FILTER langMatches( lang(?abstract), '#{language_code}')
OPTIONAL { ?country prop:populationEstimate ?population }
OPTIONAL { ?country prop:capital ?capital}
OPTIONAL { ?country rdfs:comment ?comment FILTER langMatches( lang(?comment), '#{language_code}') }
OPTIONAL { ?country prop:currency ?currency }
}


The idea behind the query is as follows:
  • Select the country which has label the value we specify: e.g 'United Kingdom'
  • Verify that the datasource we select is a Country according to DBPedia
  • Verify that the subject has a property called abstract, and filter the selection for the specified language
  • Optionally get the estimated population
  • Optionally get the capital of the Country
  • Optionally get any comments in the English language of the Country.
Normally it should be possible to specify in the HTTP header that we want to retrieve the information as a sparqle result + JSON, but I encountered some issues with this during the execution of the query, so I added to the end of the entire url $format=json to make sure that the information is returned as a JSON string.

To eliminate multiple rows, I only select the first hash beeing returned, and neglect everything else. This ofcourse leads to the potential case where data is lost, or the wrong data is selected, but as I said before, it's only a demonstration.

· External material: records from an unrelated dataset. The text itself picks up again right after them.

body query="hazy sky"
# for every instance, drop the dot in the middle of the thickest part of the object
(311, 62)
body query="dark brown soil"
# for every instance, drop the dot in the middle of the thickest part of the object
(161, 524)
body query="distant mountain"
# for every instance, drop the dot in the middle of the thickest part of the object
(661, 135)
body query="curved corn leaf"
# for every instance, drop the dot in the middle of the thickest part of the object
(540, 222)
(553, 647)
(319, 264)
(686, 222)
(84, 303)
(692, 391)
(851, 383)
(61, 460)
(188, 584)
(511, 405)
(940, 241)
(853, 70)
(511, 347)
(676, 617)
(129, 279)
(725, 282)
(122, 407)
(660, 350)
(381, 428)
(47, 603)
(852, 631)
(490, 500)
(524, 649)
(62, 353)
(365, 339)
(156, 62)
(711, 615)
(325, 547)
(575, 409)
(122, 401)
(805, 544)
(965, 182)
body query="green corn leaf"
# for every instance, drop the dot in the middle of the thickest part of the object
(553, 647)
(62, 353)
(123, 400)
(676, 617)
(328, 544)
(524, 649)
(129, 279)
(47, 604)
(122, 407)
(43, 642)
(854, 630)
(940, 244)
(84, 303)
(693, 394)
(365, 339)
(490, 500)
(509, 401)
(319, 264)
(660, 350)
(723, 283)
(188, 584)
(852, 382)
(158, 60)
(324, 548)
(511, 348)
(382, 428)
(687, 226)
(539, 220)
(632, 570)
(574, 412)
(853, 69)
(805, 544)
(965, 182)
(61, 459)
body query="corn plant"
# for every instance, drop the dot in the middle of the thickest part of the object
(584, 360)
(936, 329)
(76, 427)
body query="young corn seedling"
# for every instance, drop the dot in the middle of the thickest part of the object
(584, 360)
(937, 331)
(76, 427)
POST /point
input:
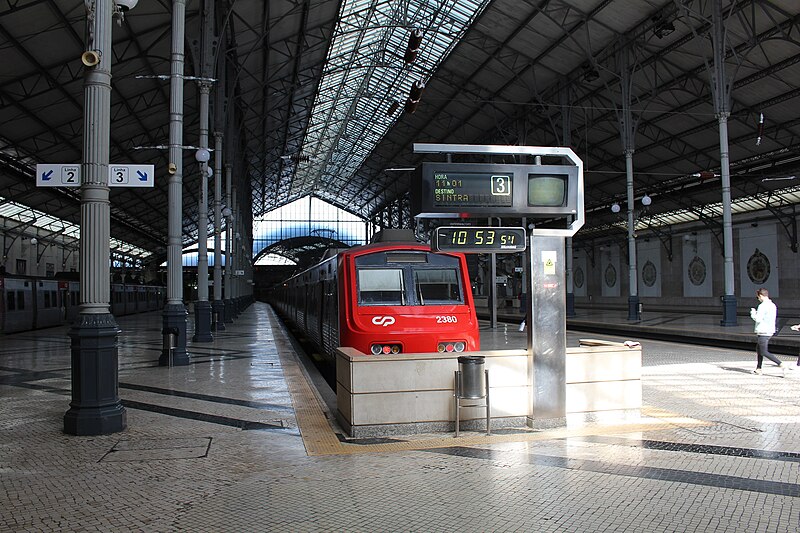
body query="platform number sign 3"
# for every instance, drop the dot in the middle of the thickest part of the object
(501, 185)
(119, 175)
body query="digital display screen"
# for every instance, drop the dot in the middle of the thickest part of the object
(472, 189)
(546, 191)
(465, 190)
(478, 239)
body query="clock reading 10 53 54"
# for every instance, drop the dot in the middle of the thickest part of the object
(478, 239)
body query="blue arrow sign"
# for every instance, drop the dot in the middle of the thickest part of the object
(58, 175)
(118, 175)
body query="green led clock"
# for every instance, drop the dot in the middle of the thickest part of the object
(478, 239)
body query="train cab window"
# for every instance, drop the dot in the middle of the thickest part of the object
(436, 286)
(380, 286)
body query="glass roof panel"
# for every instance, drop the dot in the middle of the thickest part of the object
(27, 217)
(365, 73)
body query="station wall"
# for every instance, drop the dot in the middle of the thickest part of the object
(693, 277)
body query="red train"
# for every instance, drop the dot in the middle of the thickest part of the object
(385, 297)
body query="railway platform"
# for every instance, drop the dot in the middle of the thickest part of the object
(243, 439)
(696, 328)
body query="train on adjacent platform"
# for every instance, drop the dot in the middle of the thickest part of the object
(32, 303)
(383, 298)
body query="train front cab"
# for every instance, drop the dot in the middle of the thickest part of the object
(406, 300)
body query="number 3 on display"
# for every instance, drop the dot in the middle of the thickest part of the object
(501, 185)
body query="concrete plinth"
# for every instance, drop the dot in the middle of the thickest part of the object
(175, 319)
(218, 312)
(728, 311)
(95, 408)
(202, 322)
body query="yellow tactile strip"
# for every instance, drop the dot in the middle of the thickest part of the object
(320, 439)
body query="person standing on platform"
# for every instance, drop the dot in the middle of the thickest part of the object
(796, 327)
(765, 317)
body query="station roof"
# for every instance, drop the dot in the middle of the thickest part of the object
(319, 89)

To easily seperate the parsing logic of the JSON hashes, I created a small seperate class that strips the array from it's values into small managable entities. This is the SemanticHash class, which looks like this:

class SemanticHash
attr_accessor :value, :language, :type
# Initializes the instance of the class using the values stored inside the Hash.
# The Hash needs to be constructed in the following way:
# - 'value'
# - 'xml:lang'
# - 'type'
# If any of the keys is missing, an argumentException will be raised.
def initialize(value = {})
self.value = value['value'] || ""
self.language = value['xml:lang'] || 'en'
self.type = value['type'] || ""
end
end
To finish up, on my views where I display the countries, I provided a new div element that would receive the information. With a link_to remote action on the view I make a call to the controller action that retrieves the information from DBPedia. The code of the action looks as follows:

country = Country.find params[:id]
engine = SemanticSearchEngine.new
@country = engine.country_information country.name, 'en'
render(:update) { |page| page.replace_html 'semantic', :partial => 'semantic/country', :layout => false}
I know this is not the cleanest way of doing this for a remote action, but I'm still struggling to understand how remote links work in Ruby on Rails 3, and this also does the trick for me at the moment. This returns Javascript that updates the div with id semantic and places all the content from the partial view inside that div.